Content Mining will be legal in UK; I inform Cambridge Library and the world of my plans

Early last week the UK House of Lords passed the final stages of a Statutory Instrument with exceptions to copyright. For me that most important was that those with legitimate access to electronic content can now use mining technology to extract data without permission from the owners. The actual legislation took less than a minute, but the process has been desperately fought by the traditional publishers who have attempted to require subscribers to get permission from them.


That means that I, who have legitimate access to the content of Cambridge University Library and their electronic subscriptions, can now use machines to read any or all of this without breaking copyright law.
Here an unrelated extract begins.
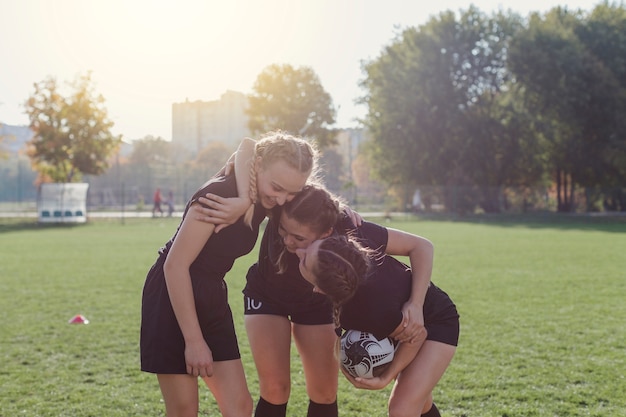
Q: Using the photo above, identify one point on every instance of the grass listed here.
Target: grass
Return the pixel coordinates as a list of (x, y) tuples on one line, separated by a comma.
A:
[(541, 302)]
Moreover the publishers cannot override this with additional restrictive clauses in their contracts.

The new law restricts the use to “non-commercial” but this will no affect what I intend to do. To avoid any confusion I am publicly setting out my intentions; because I shall be using subscription content I am advising Cambridge University Library. I am not asking anyone’s permission because I don’t have to.

Yesterday I wrote to Yvonne Nobis, Head of Science Information in CUL.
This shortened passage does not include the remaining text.